Nun war es das erste Brevet in meiner Verantwortung mit einer Distanz von 1.000 km. Wann, wenn nicht jetzt. Es soll keine Aufzählung der Superlative werden, weil es doch immer irgendwo irgendeinen Menschen gibt, der einen neuen Superlativ parat hat. Trotzdem gab es von Vielem genug- topografische, physische und psychische Berge und Täler, Flüsse und Seen, günstigen Wind , Impressionen, Geschichten, warme Tage und lausig kalte Nächte, gute und schlechte Straßen, Heißhunger, Essen, das schmeckt und das krasse Gegenteil. Fehlt was? Geschenkt. Wer selbst Rad fährt, kennt das alles.
Ein Blick zurück
Bevor die Story beginnt, versuche ich zu schildern, was ein Brevet ist. Entwickelt hat sich das Ganze um die Wende von 19. zum 20. Jahrhundert in Frankreich. Das Rad wurde Volksreisemittel. Nicht wenige fuhren damit weite Strecken, zum Beispiel von Paris an den Atlantik. Über diese Strecken von 600 bis zu 1200 Kilometern wurden in der Folge auch Rennen ausgetragen. Und schon erklärt sich das französische Wort Brevet: Prüfung.

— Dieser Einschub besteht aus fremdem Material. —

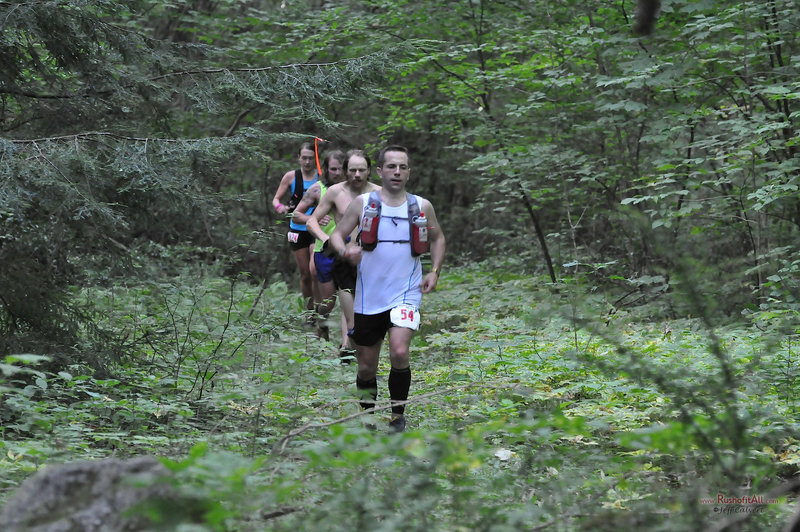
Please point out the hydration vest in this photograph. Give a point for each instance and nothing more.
(297, 192)
(419, 244)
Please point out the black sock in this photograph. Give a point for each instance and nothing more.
(399, 384)
(367, 389)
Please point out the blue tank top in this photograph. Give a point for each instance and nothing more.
(306, 185)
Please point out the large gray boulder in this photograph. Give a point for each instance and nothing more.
(87, 496)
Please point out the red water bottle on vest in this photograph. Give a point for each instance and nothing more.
(369, 228)
(419, 234)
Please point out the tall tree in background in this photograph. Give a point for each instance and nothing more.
(119, 122)
(563, 110)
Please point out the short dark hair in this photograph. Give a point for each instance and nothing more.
(391, 147)
(358, 153)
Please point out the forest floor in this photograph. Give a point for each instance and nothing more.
(530, 408)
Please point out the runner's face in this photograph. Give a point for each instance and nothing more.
(335, 170)
(395, 171)
(357, 171)
(306, 159)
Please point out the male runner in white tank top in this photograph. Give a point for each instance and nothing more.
(390, 282)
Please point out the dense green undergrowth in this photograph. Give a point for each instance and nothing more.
(532, 407)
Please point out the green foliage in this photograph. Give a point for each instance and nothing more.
(529, 408)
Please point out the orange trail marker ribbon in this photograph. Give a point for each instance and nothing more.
(316, 154)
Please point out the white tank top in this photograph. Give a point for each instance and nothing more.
(388, 276)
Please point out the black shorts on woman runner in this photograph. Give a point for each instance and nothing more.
(299, 239)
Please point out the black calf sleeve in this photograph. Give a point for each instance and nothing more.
(367, 389)
(399, 384)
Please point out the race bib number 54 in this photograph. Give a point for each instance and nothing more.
(405, 316)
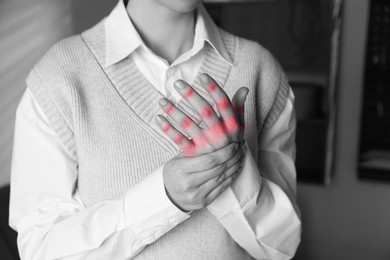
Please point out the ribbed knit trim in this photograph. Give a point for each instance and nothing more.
(279, 103)
(53, 113)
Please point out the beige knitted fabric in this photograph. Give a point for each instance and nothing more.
(106, 119)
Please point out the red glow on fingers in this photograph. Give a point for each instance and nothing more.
(167, 128)
(212, 87)
(207, 112)
(239, 109)
(190, 149)
(187, 123)
(170, 109)
(231, 124)
(189, 93)
(223, 104)
(217, 132)
(179, 139)
(201, 141)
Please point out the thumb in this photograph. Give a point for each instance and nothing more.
(238, 102)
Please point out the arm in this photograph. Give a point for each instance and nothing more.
(48, 214)
(259, 213)
(259, 209)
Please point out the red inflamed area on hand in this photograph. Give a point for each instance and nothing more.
(179, 139)
(207, 112)
(187, 124)
(189, 93)
(212, 87)
(231, 124)
(167, 128)
(170, 109)
(223, 104)
(190, 149)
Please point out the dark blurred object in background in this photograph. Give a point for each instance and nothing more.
(8, 248)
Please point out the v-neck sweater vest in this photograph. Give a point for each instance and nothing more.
(105, 117)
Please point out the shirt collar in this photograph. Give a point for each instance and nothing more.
(122, 38)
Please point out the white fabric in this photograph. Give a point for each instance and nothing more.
(41, 163)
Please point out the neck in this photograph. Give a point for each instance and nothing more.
(167, 32)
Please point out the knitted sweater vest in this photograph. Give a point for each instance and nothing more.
(106, 119)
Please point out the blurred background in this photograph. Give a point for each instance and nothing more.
(336, 55)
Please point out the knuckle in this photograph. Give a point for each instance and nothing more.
(222, 168)
(211, 160)
(187, 185)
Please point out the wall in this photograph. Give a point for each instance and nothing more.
(87, 13)
(350, 218)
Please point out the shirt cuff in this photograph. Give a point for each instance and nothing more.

Eine Prüfung waren die Rennen damals mit Sicherheit. Heute werden solche Torturen nicht mehr als Rennen ausgetragen. Für ein Brevet arbeiten Organisatoren eine Strecke über mindestens 200 km aus, und wer möchte, kann sich einer dieser Prüfungen anschließen. Das ist mittlerweile weltweit möglich. Das Organisationsniveau ist vor, während und nach der Fahrt bewusst gering. Die Straßen sind nicht abgesperrt und jeder Mitfahrer muss für sich und seine Ausrüstung unterwegs selbst sorgen. Begleitfahrzeuge sind verpönt und auch nicht gewünscht.
Zur Kontrolle, ob die Prüfung bestanden wurde, legt der Organisator Kontrollstellen fest. Dort muss sich der Randonneur, auf Deutsch etwa „der Radwanderer“, innerhalb eines Kontrollzeitraums einen Stempel als Nachweis der persönlichen Anwesenheit in die Startunterlagen eintragen lassen. Geeignet Kontrollstellen sind beispielsweise Tankstellen, die rund um die Uhr geöffnet sind.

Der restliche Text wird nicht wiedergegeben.